Le portefeuille de valeurs mobilières (4/4)

Publié le par Ingénierie patrimoniale

B/ Qualification contractuelle du portefeuille de valeurs mobilières en universalité de droit

 

L’universalité de droit crée un cadre spécifique aux valeurs mobilières dans la mesure où le portefeuille sera subrogé par une société (1) ou une fiducie (2). Techniquement, l’outil juridique utilisé pour conférer cette relative autonomie dans la gestion des valeurs mobilières se substitue formellement au portefeuille. La qualification de portefeuille, devenue inutile, ne disparaît cependant pas, du moins, elle réapparaîtra lors de la dissolution de la société ou l’extinction de la fiducie.

 

1) Société civile de portefeuille de valeurs mobilières

Le titulaire du portefeuille de valeurs mobilières confierait une personnalité morale à son portefeuille en constituant une société civile de portefeuille, dont l’objet consiste dans la gestion de l’ensemble des valeurs mobilières. La société civile de portefeuille est ici mise au service de la gestion et de la transmission d’un portefeuille et révèle un intérêt certain par rapport à la situation de démembrement du portefeuille (a) ou celle de la convention de quasi-usufruit (b).

 

a) L’intérêt de l’apport d’un portefeuille de valeurs mobilières à une société par rapport à un portefeuille démembré

 

Les sociétés civiles de portefeuille ont pour objet principal la détention et la gestion d’un portefeuille de valeurs mobilières. Elles sont à distinguer des sociétés de gestion de portefeuille, qui ont pour activité la gestion de portefeuilles pour le compte de tiers, mais qui ne sont pas détentrices des portefeuilles gérés. En pratique, la situation qui se rencontre le plus est la suivante : des parents détenteurs d’un portefeuille de valeurs mobilières assez important décident d’en faire l’apport en pleine propriété à une société civile de portefeuille. Contre cet apport, ils reçoivent des parts en pleine propriété. Prévoyants et soucieux de l’organisation de la transmission de leur patrimoine, ils donnent la nue-propriété des parts à leurs enfants et s’en réservent l’usufruit.

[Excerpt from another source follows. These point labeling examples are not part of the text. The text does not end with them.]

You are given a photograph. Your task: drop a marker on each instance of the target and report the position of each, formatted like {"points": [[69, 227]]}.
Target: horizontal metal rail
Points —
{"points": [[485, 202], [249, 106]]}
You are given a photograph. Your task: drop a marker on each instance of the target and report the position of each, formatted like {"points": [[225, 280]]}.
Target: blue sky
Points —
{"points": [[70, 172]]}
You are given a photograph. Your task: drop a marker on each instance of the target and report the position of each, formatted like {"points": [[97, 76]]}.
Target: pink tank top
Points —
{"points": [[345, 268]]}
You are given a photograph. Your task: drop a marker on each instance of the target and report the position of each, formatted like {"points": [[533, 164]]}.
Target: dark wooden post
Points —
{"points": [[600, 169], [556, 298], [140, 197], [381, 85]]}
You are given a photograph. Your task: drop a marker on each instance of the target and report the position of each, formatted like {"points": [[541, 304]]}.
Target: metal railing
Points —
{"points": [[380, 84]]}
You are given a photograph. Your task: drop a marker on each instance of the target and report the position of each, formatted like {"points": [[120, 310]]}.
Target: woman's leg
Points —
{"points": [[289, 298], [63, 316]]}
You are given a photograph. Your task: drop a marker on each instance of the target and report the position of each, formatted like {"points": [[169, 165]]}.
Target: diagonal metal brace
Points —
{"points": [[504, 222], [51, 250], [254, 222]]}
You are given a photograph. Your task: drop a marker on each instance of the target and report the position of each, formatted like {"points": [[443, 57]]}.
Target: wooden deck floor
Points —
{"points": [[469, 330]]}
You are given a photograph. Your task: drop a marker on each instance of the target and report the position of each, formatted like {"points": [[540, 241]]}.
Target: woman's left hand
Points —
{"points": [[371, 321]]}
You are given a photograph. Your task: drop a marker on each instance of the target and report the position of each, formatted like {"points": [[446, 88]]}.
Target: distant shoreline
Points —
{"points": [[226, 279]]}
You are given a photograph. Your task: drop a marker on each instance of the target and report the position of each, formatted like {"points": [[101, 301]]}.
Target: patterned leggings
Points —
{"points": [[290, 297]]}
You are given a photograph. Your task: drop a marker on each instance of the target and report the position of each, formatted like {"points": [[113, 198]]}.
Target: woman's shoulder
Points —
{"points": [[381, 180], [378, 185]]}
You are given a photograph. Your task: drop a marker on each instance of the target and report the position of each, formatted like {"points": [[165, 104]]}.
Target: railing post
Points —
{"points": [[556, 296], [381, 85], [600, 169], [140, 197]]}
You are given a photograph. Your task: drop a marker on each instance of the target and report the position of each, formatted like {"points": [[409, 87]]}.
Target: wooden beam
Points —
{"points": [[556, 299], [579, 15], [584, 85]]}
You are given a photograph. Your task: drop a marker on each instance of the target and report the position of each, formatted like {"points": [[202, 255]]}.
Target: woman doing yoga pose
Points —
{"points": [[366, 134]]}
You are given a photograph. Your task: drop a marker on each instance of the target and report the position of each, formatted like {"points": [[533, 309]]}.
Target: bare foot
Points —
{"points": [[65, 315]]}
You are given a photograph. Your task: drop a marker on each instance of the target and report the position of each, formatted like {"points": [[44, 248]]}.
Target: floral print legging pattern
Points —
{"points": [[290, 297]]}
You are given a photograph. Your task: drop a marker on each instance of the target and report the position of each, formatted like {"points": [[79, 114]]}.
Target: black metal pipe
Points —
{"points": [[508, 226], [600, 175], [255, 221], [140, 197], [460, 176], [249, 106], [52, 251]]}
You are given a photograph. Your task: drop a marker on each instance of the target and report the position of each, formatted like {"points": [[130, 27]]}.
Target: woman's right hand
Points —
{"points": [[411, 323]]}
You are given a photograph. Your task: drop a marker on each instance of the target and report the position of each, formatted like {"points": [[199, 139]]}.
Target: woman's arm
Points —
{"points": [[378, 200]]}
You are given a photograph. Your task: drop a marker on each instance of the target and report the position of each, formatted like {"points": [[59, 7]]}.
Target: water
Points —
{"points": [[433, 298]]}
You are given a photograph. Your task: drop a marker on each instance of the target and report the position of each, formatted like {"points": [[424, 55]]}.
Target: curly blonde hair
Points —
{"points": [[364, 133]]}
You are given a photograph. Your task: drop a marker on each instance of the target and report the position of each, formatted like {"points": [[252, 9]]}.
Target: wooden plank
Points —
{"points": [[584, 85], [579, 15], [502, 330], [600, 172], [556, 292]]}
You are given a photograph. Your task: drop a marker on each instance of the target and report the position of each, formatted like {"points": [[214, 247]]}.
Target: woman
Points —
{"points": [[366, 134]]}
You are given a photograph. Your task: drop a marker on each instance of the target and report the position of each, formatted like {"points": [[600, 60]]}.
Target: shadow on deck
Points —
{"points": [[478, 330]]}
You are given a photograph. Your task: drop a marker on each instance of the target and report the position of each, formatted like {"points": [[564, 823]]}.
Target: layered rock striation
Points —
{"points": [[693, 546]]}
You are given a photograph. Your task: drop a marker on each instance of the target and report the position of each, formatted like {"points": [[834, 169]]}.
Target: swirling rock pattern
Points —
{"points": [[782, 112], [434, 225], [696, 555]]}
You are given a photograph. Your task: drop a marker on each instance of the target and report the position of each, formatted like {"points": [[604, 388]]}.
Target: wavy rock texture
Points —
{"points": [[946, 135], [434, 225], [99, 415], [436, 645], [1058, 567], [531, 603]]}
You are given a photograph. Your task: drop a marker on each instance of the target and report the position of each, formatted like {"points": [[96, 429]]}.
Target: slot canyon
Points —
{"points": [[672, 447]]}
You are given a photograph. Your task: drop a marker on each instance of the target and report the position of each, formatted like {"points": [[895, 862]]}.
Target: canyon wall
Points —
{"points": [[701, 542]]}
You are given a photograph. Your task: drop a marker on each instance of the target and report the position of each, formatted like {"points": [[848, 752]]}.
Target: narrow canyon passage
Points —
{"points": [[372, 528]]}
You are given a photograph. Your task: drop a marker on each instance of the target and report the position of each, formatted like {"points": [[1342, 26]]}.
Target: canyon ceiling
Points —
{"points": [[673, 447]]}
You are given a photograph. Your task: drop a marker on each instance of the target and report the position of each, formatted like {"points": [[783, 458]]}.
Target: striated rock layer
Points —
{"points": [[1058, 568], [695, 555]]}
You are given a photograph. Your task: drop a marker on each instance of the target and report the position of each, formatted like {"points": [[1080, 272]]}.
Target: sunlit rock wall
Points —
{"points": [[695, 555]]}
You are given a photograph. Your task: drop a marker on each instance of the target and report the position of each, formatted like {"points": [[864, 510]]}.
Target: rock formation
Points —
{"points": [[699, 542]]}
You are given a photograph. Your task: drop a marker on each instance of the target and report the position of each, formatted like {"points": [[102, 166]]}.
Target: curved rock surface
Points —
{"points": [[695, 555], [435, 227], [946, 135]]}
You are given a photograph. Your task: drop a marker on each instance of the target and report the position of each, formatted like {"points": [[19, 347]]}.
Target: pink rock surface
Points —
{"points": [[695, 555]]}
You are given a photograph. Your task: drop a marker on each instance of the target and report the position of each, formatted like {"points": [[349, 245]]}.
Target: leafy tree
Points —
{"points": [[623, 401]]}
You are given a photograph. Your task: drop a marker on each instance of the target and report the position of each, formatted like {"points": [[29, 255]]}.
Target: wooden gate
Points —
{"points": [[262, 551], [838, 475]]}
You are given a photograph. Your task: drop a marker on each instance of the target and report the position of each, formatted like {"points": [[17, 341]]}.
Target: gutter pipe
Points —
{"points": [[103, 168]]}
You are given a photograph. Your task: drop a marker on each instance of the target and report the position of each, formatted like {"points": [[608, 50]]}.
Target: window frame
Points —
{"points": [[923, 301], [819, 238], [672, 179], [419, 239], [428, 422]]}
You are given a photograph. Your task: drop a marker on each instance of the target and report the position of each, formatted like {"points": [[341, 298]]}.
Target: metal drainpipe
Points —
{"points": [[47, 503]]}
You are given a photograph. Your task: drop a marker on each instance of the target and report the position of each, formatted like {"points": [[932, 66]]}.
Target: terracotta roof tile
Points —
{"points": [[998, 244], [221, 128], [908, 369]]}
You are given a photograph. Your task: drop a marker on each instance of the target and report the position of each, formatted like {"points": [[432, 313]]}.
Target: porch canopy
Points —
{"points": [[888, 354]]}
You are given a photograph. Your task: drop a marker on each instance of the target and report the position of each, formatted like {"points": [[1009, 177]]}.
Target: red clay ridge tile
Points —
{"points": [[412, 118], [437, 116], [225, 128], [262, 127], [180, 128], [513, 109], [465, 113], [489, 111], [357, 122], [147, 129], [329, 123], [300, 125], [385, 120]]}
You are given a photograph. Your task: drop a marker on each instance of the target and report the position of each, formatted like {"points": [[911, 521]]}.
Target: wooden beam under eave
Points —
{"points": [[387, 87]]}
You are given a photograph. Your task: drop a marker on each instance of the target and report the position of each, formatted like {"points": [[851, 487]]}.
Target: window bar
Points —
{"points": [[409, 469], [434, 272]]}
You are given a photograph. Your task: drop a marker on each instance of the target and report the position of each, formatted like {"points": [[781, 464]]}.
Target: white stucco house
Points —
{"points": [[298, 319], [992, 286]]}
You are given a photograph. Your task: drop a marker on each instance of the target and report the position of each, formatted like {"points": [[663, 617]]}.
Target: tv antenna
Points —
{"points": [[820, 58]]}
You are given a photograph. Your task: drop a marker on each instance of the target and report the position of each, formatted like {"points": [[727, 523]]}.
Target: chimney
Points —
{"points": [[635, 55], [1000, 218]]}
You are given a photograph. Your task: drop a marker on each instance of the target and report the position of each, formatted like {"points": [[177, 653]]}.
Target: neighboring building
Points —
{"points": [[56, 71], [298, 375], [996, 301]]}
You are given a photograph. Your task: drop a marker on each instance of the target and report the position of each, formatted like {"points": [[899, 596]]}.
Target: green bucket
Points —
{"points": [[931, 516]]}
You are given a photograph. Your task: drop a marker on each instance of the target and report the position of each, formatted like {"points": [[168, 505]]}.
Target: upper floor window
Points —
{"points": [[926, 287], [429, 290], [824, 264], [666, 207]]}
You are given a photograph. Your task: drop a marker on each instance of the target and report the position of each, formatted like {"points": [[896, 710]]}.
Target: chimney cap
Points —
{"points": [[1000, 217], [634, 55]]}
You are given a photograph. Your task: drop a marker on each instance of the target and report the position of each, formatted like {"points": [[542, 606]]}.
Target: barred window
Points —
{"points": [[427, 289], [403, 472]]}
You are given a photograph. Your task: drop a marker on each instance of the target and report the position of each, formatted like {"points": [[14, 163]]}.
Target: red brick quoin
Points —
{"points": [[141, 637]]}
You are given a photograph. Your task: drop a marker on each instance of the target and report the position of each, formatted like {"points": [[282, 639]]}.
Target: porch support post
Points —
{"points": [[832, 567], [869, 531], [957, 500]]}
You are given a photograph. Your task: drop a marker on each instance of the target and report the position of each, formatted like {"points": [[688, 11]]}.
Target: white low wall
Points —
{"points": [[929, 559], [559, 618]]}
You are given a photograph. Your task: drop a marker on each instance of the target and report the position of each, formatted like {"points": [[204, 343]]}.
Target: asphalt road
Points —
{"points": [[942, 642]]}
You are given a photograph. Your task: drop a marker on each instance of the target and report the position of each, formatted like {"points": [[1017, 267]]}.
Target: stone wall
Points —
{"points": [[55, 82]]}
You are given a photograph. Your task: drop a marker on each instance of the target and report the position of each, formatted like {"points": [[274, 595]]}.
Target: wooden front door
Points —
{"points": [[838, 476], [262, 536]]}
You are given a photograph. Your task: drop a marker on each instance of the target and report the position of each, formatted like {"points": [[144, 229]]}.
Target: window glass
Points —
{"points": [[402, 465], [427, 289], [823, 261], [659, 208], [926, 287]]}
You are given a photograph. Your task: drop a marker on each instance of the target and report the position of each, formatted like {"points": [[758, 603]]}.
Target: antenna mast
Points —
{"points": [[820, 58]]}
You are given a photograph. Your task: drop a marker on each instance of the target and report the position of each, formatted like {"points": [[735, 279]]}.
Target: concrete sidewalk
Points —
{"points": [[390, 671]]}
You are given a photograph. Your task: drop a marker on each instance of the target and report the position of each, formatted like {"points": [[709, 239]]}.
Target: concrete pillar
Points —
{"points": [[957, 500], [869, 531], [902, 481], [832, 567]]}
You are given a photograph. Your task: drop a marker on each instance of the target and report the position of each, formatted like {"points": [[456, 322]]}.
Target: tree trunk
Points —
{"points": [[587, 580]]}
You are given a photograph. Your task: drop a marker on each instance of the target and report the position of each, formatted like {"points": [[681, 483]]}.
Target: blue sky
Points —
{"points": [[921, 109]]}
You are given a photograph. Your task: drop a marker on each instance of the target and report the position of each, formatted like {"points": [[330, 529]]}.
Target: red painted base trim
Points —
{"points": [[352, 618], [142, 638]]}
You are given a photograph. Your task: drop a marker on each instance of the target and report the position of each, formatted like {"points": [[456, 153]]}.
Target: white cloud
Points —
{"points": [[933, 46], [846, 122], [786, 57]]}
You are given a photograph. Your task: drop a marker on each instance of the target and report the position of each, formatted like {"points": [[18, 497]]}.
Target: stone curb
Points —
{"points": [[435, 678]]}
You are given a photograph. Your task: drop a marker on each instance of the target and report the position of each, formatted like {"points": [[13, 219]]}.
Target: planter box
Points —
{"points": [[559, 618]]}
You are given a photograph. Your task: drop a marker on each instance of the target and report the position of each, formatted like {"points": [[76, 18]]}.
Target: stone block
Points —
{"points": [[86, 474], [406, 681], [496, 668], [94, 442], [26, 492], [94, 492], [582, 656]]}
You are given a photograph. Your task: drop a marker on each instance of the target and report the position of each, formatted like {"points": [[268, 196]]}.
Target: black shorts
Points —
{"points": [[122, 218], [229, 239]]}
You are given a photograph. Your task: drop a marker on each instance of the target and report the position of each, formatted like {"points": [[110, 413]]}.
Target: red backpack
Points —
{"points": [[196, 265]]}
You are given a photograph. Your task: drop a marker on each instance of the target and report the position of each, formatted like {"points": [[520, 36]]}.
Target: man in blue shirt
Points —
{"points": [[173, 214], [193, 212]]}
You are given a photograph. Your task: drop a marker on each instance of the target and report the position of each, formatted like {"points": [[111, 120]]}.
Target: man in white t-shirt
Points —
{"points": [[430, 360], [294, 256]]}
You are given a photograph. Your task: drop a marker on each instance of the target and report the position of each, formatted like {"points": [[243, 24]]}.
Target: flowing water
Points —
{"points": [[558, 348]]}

La société civile de portefeuille permet une meilleure exploitation du démembrement du portefeuille, en réalisant à la fois une transmission et une dissociation de la propriété du portefeuille et de l’exercice des pouvoirs sur ce portefeuille. Les associés ont la possibilité de laisser libre cours à leur volonté dans le cadre des statuts afin de mettre en place un réel aménagement des modalités de fonctionnement de la vie de la société. C’est pourquoi on insiste vivement sur le fait de soigner la rédaction des statuts.

 

En comparaison avec l’usufruitier d’un portefeuille démembré, l’usufruitier de parts de société civile de portefeuille bénéficie d’avantages à deux points de vue : d’un point de vue des pouvoirs de gestion et d’un point de vue de la vocation aux bénéfices.

 

Du point de vue des pouvoirs de gestion de l’usufruitier de parts de société civile de portefeuille :

L’interposition de la personne morale permet de transférer le pouvoir de gestion du portefeuille à une personne : le gérant, en tant qu’organe de direction et de représentation de la société. En pratique le gérant, généralement un des parents usufruitiers des parts, sera désigné par les statuts. Il pourra alors réaliser tous les arbitrages qu’il estime nécessaire au sein du portefeuille et adopter la structure te le profil de gestion qui lui conviennent, sans autre contrainte que celle de l’intérêt de la société. Les statuts peuvent modifier ce schéma d’organisation et le gérant peut se voir imposer d’autres contraintes par les associés. Mais il est certain que, dans ce cas, l’usufruitier gérant des parts de société civile retrouve une marge de manœuvre beaucoup plus étendue.

 

Du point de vue de la vocation aux bénéfices de l’usufruitier de parts de la société civile de portefeuille :

Selon l’article 1844 du code civil alinéa 3, le droit de vote appartient au nu-propriétaire, sauf pour les décisions concernant l’affectation des bénéfices, droit de vote qui est réservé à l’usufruitier. Par conséquent, l’usufruitier pourra décider du sort du résultat : soit il est mis en réserve, ce qui sera profitable au nu-propriétaire ; soit il est distribué, et aura donc vocation aux bénéfices : les revenus et plus-values réalisées sur les cessions de titres. Le résultat distribuable sera déterminé par la somme des dividendes (pour les actions), coupons (pour les obligations), et plus-values nettes (titres de capitalisation). Contrairement au simple usufruitier d’un portefeuille de valeurs mobilières qui ne peut appréhender les plus-values (qui sont considérés non comme des fruits, mais des produits), l’usufruitier de parts de société civile de portefeuille y aura droit.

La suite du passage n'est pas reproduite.